Die Reichweite bewegt sich realistisch zwischen 480 und 530 Kilometern und passt damit zum Charakter eines echten Gran Turismo. Auch der Kofferraum fällt mit 310 Litern praxisnah aus und liegt über dem Niveau einiger Konkurrenten. Deutlich klarer wird es beim Preis. Der Einstieg in die Baureihe beginnt bei 158.406 Euro, der Trofeo startet bei 198.925 Euro.
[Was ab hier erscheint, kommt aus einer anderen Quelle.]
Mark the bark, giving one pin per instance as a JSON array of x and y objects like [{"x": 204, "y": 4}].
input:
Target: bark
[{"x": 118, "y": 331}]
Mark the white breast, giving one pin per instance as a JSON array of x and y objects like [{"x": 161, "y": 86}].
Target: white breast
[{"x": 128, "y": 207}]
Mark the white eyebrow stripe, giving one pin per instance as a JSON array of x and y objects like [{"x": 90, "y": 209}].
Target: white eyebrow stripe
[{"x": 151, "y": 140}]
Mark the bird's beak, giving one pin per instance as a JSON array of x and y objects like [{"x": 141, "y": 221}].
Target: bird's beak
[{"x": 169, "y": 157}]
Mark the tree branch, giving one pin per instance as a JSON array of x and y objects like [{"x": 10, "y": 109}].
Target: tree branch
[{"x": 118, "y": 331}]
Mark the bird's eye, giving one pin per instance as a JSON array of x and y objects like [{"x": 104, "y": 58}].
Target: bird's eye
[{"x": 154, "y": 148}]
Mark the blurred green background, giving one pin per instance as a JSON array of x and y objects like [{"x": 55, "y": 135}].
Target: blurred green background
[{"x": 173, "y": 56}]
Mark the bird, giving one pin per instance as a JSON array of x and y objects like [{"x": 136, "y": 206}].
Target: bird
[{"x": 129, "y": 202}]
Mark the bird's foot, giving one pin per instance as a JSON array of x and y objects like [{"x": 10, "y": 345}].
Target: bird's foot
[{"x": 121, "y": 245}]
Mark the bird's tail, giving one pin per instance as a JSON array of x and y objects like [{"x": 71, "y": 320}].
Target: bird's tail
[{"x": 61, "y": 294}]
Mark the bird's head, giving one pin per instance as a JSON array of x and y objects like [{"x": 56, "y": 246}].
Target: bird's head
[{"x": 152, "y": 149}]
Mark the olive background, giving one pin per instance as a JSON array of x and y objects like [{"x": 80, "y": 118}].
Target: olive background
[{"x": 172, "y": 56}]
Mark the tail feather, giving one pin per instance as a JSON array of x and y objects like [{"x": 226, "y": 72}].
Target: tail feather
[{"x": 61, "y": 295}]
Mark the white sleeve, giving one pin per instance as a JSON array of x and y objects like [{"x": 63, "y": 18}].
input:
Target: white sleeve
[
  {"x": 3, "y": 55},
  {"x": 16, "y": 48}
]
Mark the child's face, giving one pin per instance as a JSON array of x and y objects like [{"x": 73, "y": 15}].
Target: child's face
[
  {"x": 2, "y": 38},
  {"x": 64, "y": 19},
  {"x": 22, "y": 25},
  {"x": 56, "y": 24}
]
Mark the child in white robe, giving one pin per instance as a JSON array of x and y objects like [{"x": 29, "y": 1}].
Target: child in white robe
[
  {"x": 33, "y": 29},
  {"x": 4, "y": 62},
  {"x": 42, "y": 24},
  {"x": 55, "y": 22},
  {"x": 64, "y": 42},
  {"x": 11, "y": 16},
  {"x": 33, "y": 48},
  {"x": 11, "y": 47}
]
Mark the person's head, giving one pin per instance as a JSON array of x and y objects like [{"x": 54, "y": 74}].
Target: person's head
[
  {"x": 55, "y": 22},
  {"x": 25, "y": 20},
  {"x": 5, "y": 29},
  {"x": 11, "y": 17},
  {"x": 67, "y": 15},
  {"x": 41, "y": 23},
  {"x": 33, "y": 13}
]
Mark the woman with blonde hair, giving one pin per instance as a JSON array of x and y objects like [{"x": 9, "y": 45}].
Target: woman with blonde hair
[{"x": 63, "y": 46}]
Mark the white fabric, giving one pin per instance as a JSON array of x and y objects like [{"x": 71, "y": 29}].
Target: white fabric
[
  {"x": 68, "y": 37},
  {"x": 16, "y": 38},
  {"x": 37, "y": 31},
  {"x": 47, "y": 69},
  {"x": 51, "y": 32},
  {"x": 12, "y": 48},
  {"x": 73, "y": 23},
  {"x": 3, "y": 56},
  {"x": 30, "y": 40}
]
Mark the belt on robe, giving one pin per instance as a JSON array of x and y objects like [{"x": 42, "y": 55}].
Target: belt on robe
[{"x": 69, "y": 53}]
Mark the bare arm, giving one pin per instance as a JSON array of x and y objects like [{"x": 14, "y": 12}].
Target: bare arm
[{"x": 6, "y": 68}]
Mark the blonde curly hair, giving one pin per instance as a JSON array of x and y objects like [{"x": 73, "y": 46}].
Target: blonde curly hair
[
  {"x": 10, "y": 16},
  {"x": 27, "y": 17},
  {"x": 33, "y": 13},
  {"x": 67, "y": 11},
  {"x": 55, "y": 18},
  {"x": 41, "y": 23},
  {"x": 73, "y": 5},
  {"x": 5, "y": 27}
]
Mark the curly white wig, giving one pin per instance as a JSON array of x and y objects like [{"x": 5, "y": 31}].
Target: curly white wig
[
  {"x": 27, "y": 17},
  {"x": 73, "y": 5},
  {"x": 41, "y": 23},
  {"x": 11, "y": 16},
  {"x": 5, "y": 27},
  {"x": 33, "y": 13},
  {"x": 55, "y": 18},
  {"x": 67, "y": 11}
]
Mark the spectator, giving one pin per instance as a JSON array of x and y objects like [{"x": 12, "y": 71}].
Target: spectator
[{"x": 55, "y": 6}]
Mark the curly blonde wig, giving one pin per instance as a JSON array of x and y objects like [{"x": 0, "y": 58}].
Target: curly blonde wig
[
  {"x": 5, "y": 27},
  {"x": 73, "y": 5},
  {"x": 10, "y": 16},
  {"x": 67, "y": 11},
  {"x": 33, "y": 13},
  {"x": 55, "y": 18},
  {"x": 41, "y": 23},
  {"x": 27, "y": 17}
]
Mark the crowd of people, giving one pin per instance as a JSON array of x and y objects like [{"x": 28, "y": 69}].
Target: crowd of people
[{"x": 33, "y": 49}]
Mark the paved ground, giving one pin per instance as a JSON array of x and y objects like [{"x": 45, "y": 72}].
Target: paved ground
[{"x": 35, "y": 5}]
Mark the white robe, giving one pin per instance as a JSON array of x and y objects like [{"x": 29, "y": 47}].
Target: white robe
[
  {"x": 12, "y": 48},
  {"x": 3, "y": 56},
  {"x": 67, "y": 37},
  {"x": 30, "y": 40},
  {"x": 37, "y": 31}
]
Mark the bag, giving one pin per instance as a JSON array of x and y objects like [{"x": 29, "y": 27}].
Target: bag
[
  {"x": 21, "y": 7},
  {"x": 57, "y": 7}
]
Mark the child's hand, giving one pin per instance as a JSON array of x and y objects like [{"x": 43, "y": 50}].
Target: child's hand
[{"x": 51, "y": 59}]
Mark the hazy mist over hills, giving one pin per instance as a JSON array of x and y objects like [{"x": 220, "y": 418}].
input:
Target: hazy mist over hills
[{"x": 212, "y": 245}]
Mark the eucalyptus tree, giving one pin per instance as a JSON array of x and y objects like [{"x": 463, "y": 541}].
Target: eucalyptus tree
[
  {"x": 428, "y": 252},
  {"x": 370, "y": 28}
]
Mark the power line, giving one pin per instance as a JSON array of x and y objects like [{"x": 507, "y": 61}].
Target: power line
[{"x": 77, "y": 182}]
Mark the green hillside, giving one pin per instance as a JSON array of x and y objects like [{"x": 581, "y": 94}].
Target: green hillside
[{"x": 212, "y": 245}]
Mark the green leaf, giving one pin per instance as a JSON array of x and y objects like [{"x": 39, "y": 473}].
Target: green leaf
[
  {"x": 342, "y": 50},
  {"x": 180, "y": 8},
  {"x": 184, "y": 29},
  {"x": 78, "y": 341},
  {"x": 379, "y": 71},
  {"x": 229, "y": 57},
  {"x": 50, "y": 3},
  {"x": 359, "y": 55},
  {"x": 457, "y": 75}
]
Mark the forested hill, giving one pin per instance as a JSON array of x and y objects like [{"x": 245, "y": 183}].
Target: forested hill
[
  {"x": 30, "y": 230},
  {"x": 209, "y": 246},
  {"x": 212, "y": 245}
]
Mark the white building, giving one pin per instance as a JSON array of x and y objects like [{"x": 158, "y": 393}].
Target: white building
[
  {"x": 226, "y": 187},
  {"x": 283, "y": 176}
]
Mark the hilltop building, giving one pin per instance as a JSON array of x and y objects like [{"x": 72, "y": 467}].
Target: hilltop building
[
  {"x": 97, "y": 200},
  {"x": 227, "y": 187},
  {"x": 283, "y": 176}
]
Ein vollausgestattetes Fahrzeug bewegt sich schnell in Richtung 250.000 Euro, unser Testwagen liegt mit rund 317.000 Euro deutlich darüber, ist aber auch auf 75 Stück limitiert. Allein der Lack schlägt mit knapp 18.000 Euro zu Buche, zusätzliche Optionen summieren sich entsprechend. Wer hier nach klassischer Wirtschaftlichkeit sucht, wird sie nicht finden. Wer sich bewusst dafür entscheidet, bekommt allerdings ein Fahrzeug, das seine Rolle als Langstrecken-Coupé auch im Alltag überzeugend erfüllt.
Fazit
Der Maserati GranTurismo Trofeo entzieht sich einer klaren Bewertung, weil er sich bewusst außerhalb klassischer Maßstäbe positioniert. Er ist nicht der schnellste, nicht der effizienteste und sicher nicht der günstigste Vertreter seiner Klasse. Dafür bietet er eine Mischung aus Design, Fahrgefühl und Präsenz, die sich nur schwer in Zahlen übersetzen lässt.
Der neue V6 fügt sich besser in dieses Konzept ein, als man zunächst erwarten würde, auch wenn der Verlust des V8 spürbar bleibt. Am Ende bleibt ein Gran Turismo, der seinen Namen ernst nimmt und genau das liefert, was man sich von ihm erhofft: Komfort, Tempo und Charakter in einer Kombination, die nicht perfekt ist, aber genau deshalb funktioniert.